Popular mandate renders austerity measures invalid, Greek radical-left party leader says

Alexis Tsipras, leader of the Greek radical-left Syriza party, has said the popular mandate clearly renders the austerity measures and bailout invalid.

The leader of the Syriza party, which came second in Sunday’s election, says Greece is no longer bound by austerity promises made in return for rescue loans after Greek voters rejected mainstream pro-austerity, pro bail-out parties.

The comments flew in the face of EU leaders’ insistence on fiscal discipline and sent the Greek stock market tumbling to the lowest level since 1992.

Tsipras demanded an examination of Greece’s still-massive debt and a moratorium on repayment of part of it.
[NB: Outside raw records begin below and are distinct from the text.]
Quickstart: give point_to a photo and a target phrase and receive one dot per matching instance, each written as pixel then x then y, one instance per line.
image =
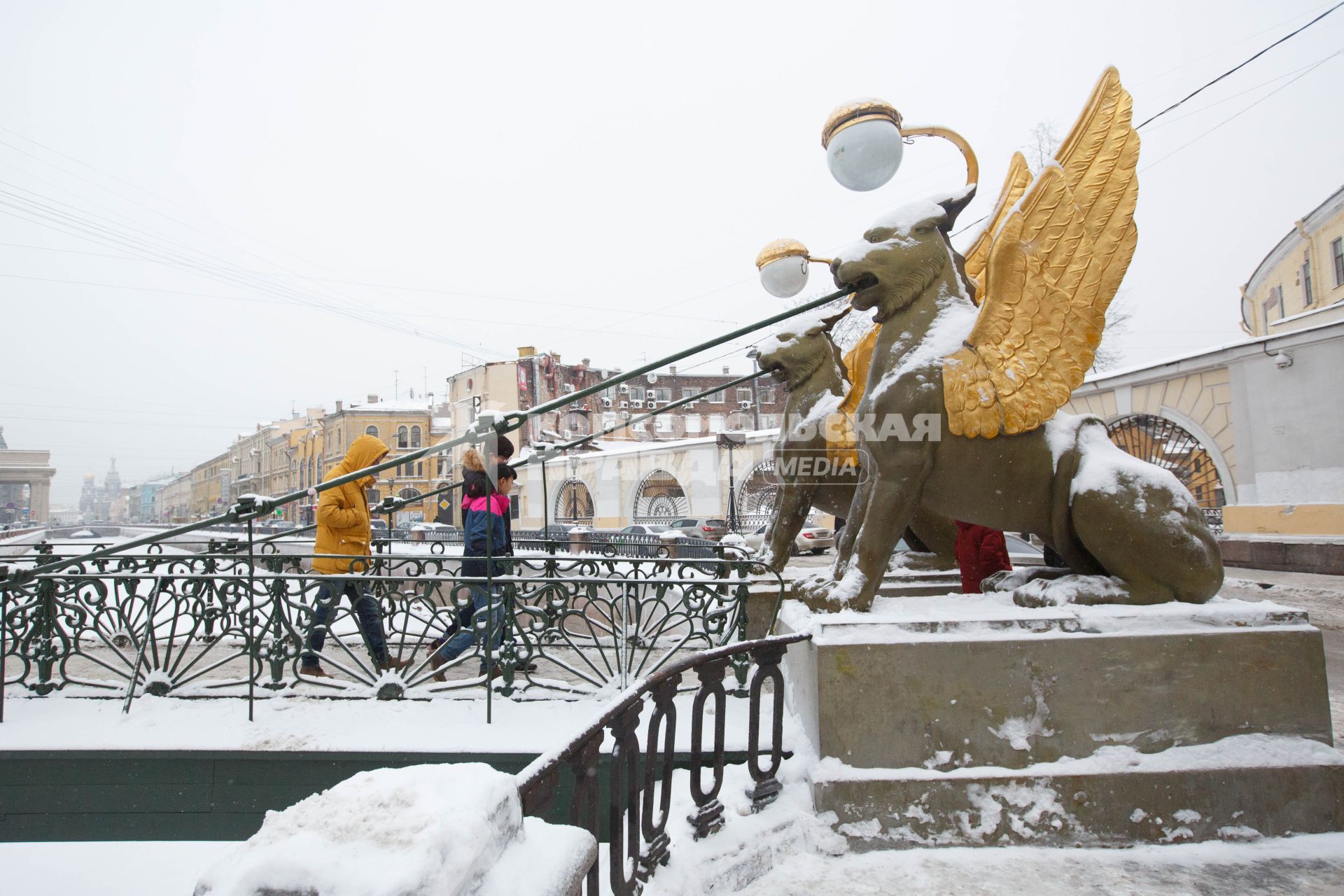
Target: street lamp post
pixel 864 143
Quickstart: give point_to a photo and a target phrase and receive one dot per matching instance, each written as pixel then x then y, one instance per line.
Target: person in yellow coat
pixel 344 531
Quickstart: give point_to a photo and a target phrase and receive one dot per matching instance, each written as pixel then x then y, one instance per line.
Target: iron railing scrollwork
pixel 640 801
pixel 225 624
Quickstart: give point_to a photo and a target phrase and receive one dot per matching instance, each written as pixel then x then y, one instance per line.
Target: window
pixel 1307 280
pixel 1275 305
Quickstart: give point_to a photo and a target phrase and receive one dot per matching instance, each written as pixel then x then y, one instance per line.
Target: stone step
pixel 1241 789
pixel 965 681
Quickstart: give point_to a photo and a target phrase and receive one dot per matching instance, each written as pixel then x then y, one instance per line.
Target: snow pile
pixel 393 832
pixel 995 615
pixel 1238 751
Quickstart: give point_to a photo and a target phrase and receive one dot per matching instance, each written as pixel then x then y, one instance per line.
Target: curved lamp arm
pixel 958 140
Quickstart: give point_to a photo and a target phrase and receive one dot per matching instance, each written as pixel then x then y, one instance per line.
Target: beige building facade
pixel 1301 281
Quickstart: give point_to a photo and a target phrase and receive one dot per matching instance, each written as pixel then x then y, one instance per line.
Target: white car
pixel 813 539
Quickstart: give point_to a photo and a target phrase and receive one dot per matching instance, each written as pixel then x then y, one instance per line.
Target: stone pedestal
pixel 969 720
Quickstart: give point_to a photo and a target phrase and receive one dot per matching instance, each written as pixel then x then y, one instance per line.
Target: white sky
pixel 593 181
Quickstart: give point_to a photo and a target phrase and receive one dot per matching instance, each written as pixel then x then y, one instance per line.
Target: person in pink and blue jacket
pixel 487 540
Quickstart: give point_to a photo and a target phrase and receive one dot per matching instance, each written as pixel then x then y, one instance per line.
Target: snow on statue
pixel 1044 270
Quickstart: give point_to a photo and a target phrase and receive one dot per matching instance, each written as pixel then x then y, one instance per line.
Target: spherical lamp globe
pixel 784 267
pixel 863 144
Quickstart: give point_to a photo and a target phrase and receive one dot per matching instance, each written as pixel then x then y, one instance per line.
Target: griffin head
pixel 901 255
pixel 799 349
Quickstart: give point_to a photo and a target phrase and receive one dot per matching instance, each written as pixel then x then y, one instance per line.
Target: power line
pixel 1242 65
pixel 1242 112
pixel 1241 93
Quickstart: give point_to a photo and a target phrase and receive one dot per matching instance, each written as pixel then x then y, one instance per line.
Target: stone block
pixel 917 682
pixel 1094 808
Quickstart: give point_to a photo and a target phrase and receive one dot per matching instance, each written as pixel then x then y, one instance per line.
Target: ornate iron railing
pixel 175 613
pixel 222 624
pixel 638 801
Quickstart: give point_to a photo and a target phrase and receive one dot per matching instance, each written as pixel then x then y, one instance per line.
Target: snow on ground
pixel 1310 865
pixel 988 615
pixel 314 723
pixel 141 868
pixel 391 832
“The pro-bailout parties no longer have a majority in Parliament to vote in destructive measures for the Greek people,” said Tsipras.

“The popular mandate clearly renders the bailout agreement invalid.”

Tsipras is the second Greek party leader in as many days to try to form a government.

If no coalition can be found, new elections will be held in a month.

Moving to stomp out signs of increasing discontent in Europe, the European Union and Germany, the biggest contributor to the EU’s crisis fund, urged members to stick to their agreed budget cuts.

German Foreign Minister Guido Westerwelle said the debt policy has been agreed in Europe.

European Commission President Jose Manuel Barroso said member states must implement their promised spending cuts and tax increases.

“The situation in Europe could get worse before it gets better,” James McDonald chief investment strategist at Northern Trust in Chicago told Bloomberg.

“The concern is about the potential that Greece does not carry through on their agreements and they default and leave the euro. While investors have known Greece is going to be challenged to handle their debt load, it’s another thing to watch unfold.”